By Pat Cimprich, Avanade
This post is a response to the following blog: http://www.communities.hp.com/online/blogs/datastorage/archive/2008/11/08/making-sense-of-wafl-part-2.aspx.
In that post, Karl Dohm of HP raised some criticisms and questions regarding the tests and paper I wrote about NetApp in April 2007. (Link here on Netapp.com and here on Avanade.com).
As Karl points out Avanade and NetApp did indeed establish a partnership prior to the release of this paper. However the paper was not created as part of a marketing campaign to push the relationship. The reality is that the paper was the results of extensive testing we undertook to validate NetApp storage would indeed stand up to the punishing demands of Exchange workloads (in this case Exchange 2003).
We performed this testing to determine whether we were comfortable recommending NetApp solutions to our customers. It’s our job to make sure we're informed about the technologies we recommend to our customers. If these tests did not turn out positively, we would have not agreed to the partnership with NetApp.
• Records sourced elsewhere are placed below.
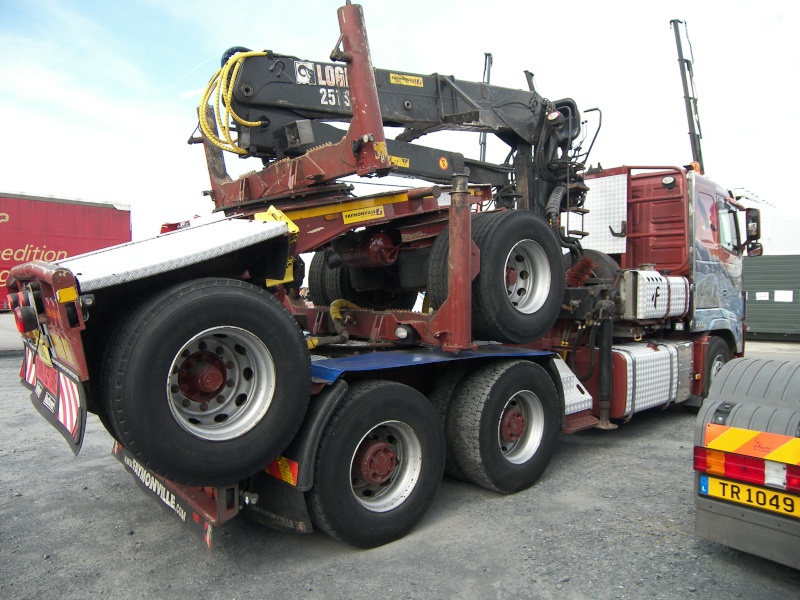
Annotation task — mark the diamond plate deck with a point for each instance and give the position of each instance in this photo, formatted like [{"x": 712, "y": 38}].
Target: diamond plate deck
[{"x": 167, "y": 252}]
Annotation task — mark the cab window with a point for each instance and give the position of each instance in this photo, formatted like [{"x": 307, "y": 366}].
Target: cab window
[{"x": 728, "y": 233}]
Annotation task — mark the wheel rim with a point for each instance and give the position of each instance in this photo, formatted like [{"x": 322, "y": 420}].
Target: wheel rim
[
  {"x": 521, "y": 427},
  {"x": 221, "y": 383},
  {"x": 386, "y": 466},
  {"x": 527, "y": 276},
  {"x": 716, "y": 366}
]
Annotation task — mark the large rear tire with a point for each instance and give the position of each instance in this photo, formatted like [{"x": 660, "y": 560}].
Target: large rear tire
[
  {"x": 378, "y": 465},
  {"x": 328, "y": 284},
  {"x": 444, "y": 390},
  {"x": 504, "y": 425},
  {"x": 210, "y": 381}
]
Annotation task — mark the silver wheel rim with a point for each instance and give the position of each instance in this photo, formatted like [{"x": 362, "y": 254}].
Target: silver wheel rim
[
  {"x": 407, "y": 450},
  {"x": 241, "y": 364},
  {"x": 521, "y": 450},
  {"x": 527, "y": 276},
  {"x": 716, "y": 366}
]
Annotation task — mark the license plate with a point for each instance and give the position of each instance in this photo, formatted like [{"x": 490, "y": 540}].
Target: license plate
[
  {"x": 57, "y": 395},
  {"x": 773, "y": 501}
]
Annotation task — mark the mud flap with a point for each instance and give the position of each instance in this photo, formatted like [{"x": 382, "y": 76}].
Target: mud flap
[{"x": 56, "y": 393}]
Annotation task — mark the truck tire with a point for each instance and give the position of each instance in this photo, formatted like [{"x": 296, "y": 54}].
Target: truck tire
[
  {"x": 316, "y": 280},
  {"x": 441, "y": 397},
  {"x": 504, "y": 425},
  {"x": 517, "y": 295},
  {"x": 757, "y": 394},
  {"x": 718, "y": 354},
  {"x": 210, "y": 381},
  {"x": 438, "y": 284},
  {"x": 328, "y": 284},
  {"x": 378, "y": 465}
]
Another data point I'd like to mention is that the version of the whitepaper available on NetApp's web site is a condensed version of a much longer paper. The original paper is 45 pages long and contains a much more in-depth review of the tests including full array configurations, Iometer configurations, I/O distributions, etc. That original paper dates from Q4 of 2006.
That paper also contains performance information for another storage vendor. The format of the test was a comparison of NetApp to another leading storage vendor. That full paper isn't released to the public as the intent of our testing wasn't to discredit one vendor vs. another; it was to confirm NetApp would work as compared to a platform we'd used successfully in Exchange 2003 deployments for years.
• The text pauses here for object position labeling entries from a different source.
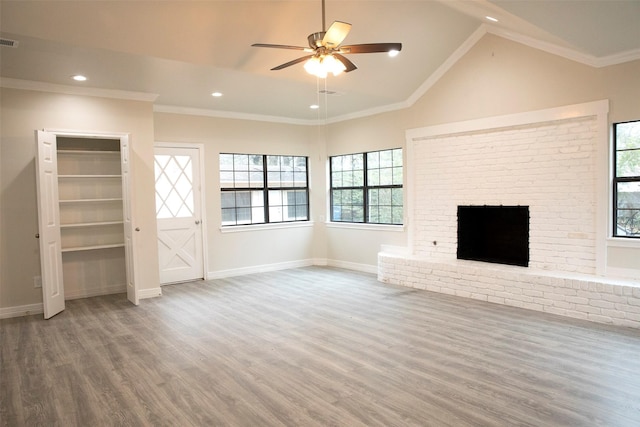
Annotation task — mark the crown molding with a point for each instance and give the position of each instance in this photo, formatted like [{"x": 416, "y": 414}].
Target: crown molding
[
  {"x": 174, "y": 109},
  {"x": 571, "y": 54},
  {"x": 10, "y": 83}
]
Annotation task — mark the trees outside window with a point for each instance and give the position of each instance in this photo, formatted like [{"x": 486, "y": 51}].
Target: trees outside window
[
  {"x": 367, "y": 187},
  {"x": 626, "y": 180},
  {"x": 260, "y": 189}
]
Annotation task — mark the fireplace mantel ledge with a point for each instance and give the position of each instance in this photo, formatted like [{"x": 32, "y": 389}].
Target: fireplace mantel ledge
[{"x": 620, "y": 281}]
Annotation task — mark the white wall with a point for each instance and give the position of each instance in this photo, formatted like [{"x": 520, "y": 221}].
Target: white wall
[
  {"x": 237, "y": 250},
  {"x": 499, "y": 77}
]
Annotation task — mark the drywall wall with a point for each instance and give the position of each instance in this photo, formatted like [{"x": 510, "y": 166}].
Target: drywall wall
[
  {"x": 499, "y": 77},
  {"x": 23, "y": 112},
  {"x": 234, "y": 250}
]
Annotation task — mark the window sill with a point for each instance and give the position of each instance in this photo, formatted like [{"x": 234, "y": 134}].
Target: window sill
[
  {"x": 364, "y": 226},
  {"x": 261, "y": 227},
  {"x": 623, "y": 242}
]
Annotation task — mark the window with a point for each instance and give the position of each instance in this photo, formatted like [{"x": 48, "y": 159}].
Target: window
[
  {"x": 259, "y": 189},
  {"x": 626, "y": 180},
  {"x": 367, "y": 187}
]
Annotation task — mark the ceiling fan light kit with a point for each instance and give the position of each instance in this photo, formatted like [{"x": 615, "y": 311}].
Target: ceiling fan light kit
[{"x": 327, "y": 54}]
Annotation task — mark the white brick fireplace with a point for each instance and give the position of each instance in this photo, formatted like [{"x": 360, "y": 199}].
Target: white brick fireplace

Unfortunately the condensed version of the paper available on netapp.com doesn't include full test disclosure. I wanted it in there, but I'm a techy and the marketing folks won this particular battle :-).
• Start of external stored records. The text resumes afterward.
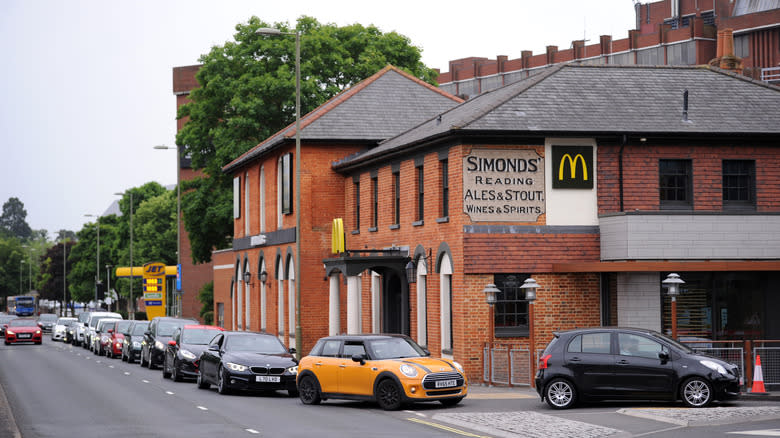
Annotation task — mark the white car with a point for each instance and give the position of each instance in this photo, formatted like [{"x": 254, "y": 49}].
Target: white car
[{"x": 58, "y": 332}]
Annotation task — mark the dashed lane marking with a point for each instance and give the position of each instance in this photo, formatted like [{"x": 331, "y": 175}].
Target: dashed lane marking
[{"x": 447, "y": 428}]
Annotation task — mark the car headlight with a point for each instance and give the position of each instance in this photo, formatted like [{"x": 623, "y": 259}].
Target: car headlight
[
  {"x": 714, "y": 366},
  {"x": 408, "y": 370},
  {"x": 235, "y": 366}
]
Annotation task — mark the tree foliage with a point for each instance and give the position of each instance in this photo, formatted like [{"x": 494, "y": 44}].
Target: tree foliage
[
  {"x": 13, "y": 221},
  {"x": 247, "y": 93}
]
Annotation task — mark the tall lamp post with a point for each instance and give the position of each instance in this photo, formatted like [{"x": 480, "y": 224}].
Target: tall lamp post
[
  {"x": 490, "y": 292},
  {"x": 178, "y": 219},
  {"x": 530, "y": 285},
  {"x": 131, "y": 302},
  {"x": 298, "y": 279},
  {"x": 97, "y": 264},
  {"x": 672, "y": 284}
]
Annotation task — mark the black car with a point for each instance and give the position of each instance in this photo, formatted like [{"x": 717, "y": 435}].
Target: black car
[
  {"x": 184, "y": 350},
  {"x": 248, "y": 361},
  {"x": 156, "y": 337},
  {"x": 134, "y": 335},
  {"x": 608, "y": 363}
]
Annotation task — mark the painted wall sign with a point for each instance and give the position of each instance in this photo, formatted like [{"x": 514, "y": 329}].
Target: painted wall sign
[
  {"x": 572, "y": 167},
  {"x": 503, "y": 185}
]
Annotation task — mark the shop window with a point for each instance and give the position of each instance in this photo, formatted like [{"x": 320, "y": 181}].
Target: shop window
[
  {"x": 675, "y": 184},
  {"x": 739, "y": 183},
  {"x": 510, "y": 312}
]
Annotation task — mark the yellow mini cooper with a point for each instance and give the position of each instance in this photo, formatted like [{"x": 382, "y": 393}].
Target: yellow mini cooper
[{"x": 389, "y": 369}]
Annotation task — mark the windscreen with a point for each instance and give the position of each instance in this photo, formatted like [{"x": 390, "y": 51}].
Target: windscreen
[{"x": 256, "y": 344}]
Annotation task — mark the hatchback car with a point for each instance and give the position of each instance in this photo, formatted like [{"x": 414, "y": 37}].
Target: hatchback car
[
  {"x": 58, "y": 333},
  {"x": 156, "y": 338},
  {"x": 23, "y": 330},
  {"x": 389, "y": 369},
  {"x": 134, "y": 335},
  {"x": 247, "y": 361},
  {"x": 46, "y": 321},
  {"x": 608, "y": 363},
  {"x": 184, "y": 350}
]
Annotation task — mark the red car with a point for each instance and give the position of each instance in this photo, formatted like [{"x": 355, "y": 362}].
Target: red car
[{"x": 22, "y": 330}]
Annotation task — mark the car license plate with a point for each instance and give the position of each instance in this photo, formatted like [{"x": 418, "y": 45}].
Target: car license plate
[
  {"x": 446, "y": 383},
  {"x": 270, "y": 379}
]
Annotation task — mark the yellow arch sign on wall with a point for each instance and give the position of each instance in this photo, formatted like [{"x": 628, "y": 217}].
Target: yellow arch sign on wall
[{"x": 154, "y": 293}]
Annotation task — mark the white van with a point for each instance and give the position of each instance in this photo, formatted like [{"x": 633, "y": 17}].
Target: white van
[{"x": 89, "y": 326}]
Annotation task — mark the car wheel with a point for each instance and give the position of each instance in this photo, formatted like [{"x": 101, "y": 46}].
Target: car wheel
[
  {"x": 221, "y": 382},
  {"x": 450, "y": 401},
  {"x": 309, "y": 390},
  {"x": 202, "y": 383},
  {"x": 696, "y": 392},
  {"x": 175, "y": 373},
  {"x": 560, "y": 394},
  {"x": 388, "y": 395}
]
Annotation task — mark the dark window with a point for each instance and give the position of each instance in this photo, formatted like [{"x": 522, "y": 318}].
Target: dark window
[
  {"x": 287, "y": 187},
  {"x": 397, "y": 197},
  {"x": 739, "y": 184},
  {"x": 374, "y": 201},
  {"x": 511, "y": 308},
  {"x": 357, "y": 205},
  {"x": 420, "y": 193},
  {"x": 675, "y": 184},
  {"x": 445, "y": 188}
]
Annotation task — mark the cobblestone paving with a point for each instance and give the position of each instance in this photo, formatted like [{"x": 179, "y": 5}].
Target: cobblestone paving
[
  {"x": 527, "y": 424},
  {"x": 706, "y": 416}
]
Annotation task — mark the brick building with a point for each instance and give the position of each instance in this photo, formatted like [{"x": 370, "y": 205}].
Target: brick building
[
  {"x": 667, "y": 32},
  {"x": 595, "y": 180}
]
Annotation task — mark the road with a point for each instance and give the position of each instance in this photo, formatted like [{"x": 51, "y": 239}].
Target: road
[{"x": 57, "y": 390}]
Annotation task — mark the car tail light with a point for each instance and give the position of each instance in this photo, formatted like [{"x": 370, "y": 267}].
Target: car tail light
[{"x": 543, "y": 362}]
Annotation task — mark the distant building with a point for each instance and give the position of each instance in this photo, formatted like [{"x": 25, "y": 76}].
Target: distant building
[{"x": 667, "y": 32}]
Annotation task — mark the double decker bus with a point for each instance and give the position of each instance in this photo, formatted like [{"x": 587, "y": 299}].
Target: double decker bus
[{"x": 22, "y": 305}]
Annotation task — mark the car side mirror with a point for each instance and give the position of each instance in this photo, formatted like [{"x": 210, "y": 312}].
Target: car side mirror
[{"x": 359, "y": 358}]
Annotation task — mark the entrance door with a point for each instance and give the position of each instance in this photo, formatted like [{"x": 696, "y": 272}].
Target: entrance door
[{"x": 395, "y": 305}]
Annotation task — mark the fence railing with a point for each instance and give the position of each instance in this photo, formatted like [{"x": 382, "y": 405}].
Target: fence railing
[{"x": 511, "y": 365}]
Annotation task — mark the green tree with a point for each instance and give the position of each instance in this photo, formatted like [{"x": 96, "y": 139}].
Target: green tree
[
  {"x": 13, "y": 221},
  {"x": 247, "y": 93}
]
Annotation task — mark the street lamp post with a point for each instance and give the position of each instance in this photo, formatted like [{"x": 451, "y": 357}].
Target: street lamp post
[
  {"x": 178, "y": 219},
  {"x": 298, "y": 279},
  {"x": 97, "y": 264},
  {"x": 131, "y": 302},
  {"x": 672, "y": 284},
  {"x": 490, "y": 292},
  {"x": 530, "y": 285}
]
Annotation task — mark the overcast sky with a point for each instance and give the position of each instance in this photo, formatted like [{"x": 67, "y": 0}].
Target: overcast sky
[{"x": 86, "y": 86}]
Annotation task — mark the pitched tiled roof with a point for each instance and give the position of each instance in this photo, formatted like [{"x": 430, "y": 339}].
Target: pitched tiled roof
[
  {"x": 573, "y": 99},
  {"x": 379, "y": 107}
]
In the interest of full-disclosure, here is the Iometer Access Specifications used during those tests.
|
Transfer Size Request |
% Access Specification |
% Random Distribution |
% Read Distribution |
|
0.5 KB |
10 |
100 |
80 |
|
1 KB |
5 |
100 |
80 |
|
2 KB |
5 |
100 |
80 |
|
4 KB |
60 |
100 |
80 |
|
8 KB |
2 |
100 |
80 |
|
16 KB |
4 |
100 |
80 |
|
32 KB |
4 |
100 |
80 |
|
64 KB |
10 |
100 |
80 |
As you can see - this configuration is in no way representative of any type of Exchange workload (5.5, 2000, 2003, 2007). It is more of a wide-distribution of requests intended mimic file server workloads. For the record I took this configuration from here www.bluesmoke.net/viewArticle.cgi?id=g6&page=6.
Let me also address your other questions about MPIO policy or HBA queue depth and NetApp extents. No MPIO was used for any connectivity - Fibre Channel or iSCSI. Good question on HBA queue depth - it’s been a few years since this testing, but I believe we had it configured at a middle of the road value at around 32 or 64. Extents weren't available in ONTAP when this test was run so that's an easy one - no extents.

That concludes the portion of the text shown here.